Actual causes: two examples using the updated Halpern-Pearl definition

Halpern (2015) provides three variants of the Halpern-Pearl definitions of actual causation. I’m trying to get my head around the formalism, which is elegant, concise, and precise, but tedious to use in practice, so I wrote an R script to do the sums. This blog post is not self-contained – you will need to read the original paper for an introduction to the model. However, it works through two examples, which may help if you’re also struggling with the paper.

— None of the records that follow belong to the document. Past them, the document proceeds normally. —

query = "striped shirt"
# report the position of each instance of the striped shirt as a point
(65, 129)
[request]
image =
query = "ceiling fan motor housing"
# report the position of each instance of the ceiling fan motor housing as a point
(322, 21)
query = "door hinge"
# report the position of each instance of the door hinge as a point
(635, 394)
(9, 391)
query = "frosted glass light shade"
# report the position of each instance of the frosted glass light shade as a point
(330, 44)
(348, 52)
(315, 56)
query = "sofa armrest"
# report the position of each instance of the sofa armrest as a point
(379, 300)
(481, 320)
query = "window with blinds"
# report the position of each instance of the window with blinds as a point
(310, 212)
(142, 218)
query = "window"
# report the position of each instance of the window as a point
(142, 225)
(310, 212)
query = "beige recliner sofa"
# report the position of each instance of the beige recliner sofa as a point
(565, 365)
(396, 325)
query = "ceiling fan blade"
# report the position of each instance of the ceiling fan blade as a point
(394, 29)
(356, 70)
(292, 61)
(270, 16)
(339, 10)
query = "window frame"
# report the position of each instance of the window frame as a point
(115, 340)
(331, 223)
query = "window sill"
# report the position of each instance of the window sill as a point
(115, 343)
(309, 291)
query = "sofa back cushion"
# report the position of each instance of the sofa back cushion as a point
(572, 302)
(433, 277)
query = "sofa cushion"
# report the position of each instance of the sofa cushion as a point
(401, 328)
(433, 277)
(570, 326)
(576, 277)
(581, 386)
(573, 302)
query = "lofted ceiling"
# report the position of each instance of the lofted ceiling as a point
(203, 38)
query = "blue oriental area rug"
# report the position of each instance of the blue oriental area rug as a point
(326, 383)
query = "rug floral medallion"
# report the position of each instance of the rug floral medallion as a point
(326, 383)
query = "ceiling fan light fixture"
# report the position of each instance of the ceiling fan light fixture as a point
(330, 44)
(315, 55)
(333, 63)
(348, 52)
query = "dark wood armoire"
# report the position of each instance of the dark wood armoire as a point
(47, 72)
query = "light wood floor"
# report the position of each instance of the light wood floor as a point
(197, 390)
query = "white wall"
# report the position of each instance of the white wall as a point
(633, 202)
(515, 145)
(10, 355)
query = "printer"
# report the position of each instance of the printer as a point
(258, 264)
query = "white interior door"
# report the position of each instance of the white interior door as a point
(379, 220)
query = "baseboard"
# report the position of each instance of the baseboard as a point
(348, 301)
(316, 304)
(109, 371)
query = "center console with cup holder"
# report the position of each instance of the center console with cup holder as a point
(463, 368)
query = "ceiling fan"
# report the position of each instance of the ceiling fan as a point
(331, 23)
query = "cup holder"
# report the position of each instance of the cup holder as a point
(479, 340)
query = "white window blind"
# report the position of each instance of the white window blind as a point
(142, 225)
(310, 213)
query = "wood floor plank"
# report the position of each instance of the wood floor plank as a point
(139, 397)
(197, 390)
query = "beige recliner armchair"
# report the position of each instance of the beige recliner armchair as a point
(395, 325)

The second (“updated”) definition of an actual cause asserts that \(\vec{A} = \vec{a}\) is a cause of \(\varphi\) in \((M,\vec{u})\) iff the following conditions hold:

AC1 \((M,\vec{u}) \models (\vec{A} =\vec{a}) \land \varphi\).

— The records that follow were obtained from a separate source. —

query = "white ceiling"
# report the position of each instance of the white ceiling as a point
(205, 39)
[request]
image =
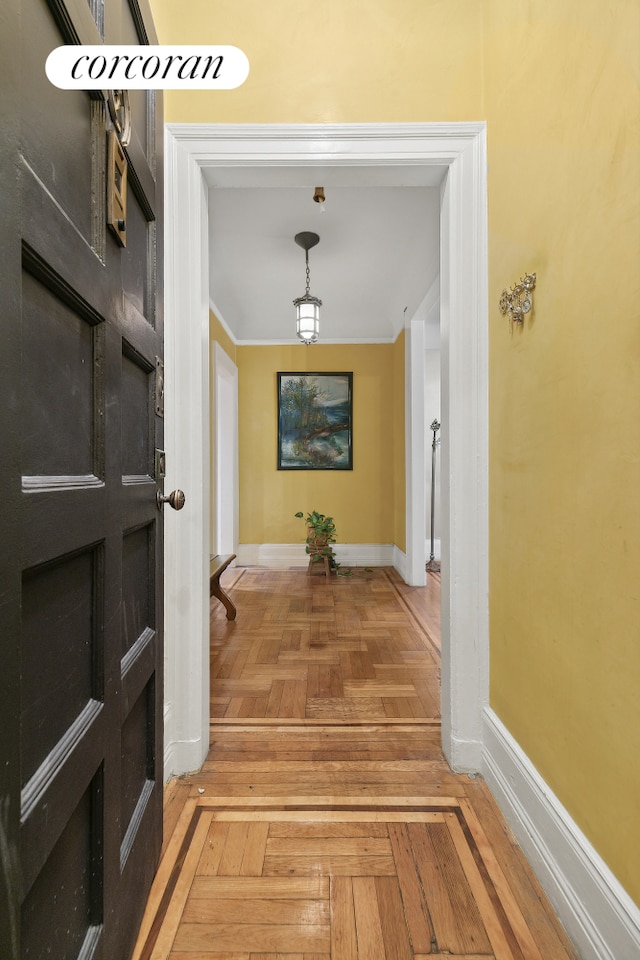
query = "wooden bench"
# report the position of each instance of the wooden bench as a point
(218, 565)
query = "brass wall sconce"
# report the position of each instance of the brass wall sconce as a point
(519, 300)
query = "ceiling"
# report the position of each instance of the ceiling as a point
(376, 265)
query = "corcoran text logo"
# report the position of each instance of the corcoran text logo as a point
(105, 67)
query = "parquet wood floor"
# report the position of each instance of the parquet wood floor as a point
(325, 823)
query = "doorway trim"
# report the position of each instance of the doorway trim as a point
(460, 148)
(223, 419)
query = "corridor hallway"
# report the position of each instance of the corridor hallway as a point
(325, 823)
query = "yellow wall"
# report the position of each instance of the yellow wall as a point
(361, 500)
(557, 84)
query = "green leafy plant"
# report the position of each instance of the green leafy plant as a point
(321, 533)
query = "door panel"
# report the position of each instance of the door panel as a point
(81, 598)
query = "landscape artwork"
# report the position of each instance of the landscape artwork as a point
(314, 421)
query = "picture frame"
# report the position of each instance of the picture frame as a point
(315, 421)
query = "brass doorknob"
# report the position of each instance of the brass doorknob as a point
(175, 499)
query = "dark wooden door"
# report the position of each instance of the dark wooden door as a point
(80, 584)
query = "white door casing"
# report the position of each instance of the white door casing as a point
(460, 148)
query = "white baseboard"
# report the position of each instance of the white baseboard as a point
(596, 911)
(436, 550)
(281, 555)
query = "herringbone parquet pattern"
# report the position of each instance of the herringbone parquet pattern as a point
(326, 823)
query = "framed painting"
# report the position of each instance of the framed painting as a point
(315, 413)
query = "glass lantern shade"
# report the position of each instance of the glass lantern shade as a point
(308, 318)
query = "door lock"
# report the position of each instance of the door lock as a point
(176, 499)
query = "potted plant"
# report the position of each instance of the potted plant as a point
(321, 533)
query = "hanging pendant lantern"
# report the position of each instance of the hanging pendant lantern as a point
(307, 307)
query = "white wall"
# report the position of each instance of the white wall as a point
(432, 412)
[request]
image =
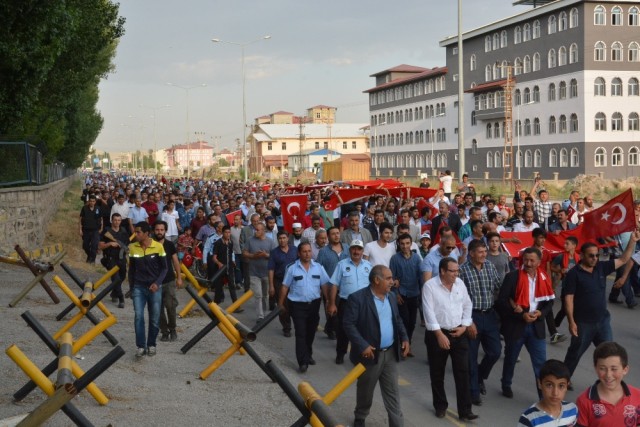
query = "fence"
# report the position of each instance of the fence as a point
(22, 163)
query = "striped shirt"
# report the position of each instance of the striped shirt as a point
(535, 417)
(481, 284)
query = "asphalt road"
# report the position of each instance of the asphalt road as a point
(414, 380)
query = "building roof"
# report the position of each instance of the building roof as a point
(310, 130)
(402, 68)
(435, 71)
(505, 22)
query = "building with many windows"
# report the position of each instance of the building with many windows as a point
(575, 101)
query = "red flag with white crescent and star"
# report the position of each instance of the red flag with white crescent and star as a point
(293, 208)
(614, 217)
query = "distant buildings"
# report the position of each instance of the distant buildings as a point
(576, 99)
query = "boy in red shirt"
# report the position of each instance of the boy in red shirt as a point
(610, 401)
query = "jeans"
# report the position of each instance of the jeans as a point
(536, 347)
(142, 296)
(169, 303)
(588, 333)
(488, 326)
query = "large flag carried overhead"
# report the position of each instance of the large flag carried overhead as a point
(293, 209)
(614, 217)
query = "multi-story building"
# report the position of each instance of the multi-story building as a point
(575, 64)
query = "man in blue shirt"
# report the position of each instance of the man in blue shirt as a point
(350, 275)
(304, 282)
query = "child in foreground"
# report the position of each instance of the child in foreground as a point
(551, 410)
(610, 401)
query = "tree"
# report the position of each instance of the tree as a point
(52, 57)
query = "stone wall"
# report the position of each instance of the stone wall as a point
(25, 213)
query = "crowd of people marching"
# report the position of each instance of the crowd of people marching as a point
(379, 258)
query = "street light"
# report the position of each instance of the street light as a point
(155, 140)
(244, 97)
(187, 89)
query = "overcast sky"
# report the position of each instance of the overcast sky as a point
(319, 53)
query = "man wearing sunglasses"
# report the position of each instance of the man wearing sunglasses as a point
(585, 300)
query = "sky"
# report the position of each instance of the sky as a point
(318, 53)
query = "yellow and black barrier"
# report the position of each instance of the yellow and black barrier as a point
(314, 409)
(38, 274)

This says, if \(\vec{A} = \vec{a}\) is an actual cause of \(\varphi\) then they both hold in the actual world, \((M,\vec{u})\). Note, for this condition, we are just having a look at the model and not doing anything to it.

AC2 There is a partition of the endogenous variables in \(M\) into \(\vec{Z} \supseteq \vec{X}\) and \(\vec{W}\) and there are settings \(\vec{x’}\) and \(\vec{w}\) such that

(a) \((M,\vec{u}) \models [ \vec{X} \leftarrow \vec{x’}, \vec{W} \leftarrow \vec{w}] \neg \varphi\).

So, we’re trying to show that undoing the cause, i.e., setting \(\vec{X}\) to \(\vec{x’} \ne \vec{x}\), prevents the effect. We are allowed to modify \(\vec{W}\) however we want to show this, whilst leaving \(\vec{Z}-\vec{X}\) free to do whatever the model tells these variables to do.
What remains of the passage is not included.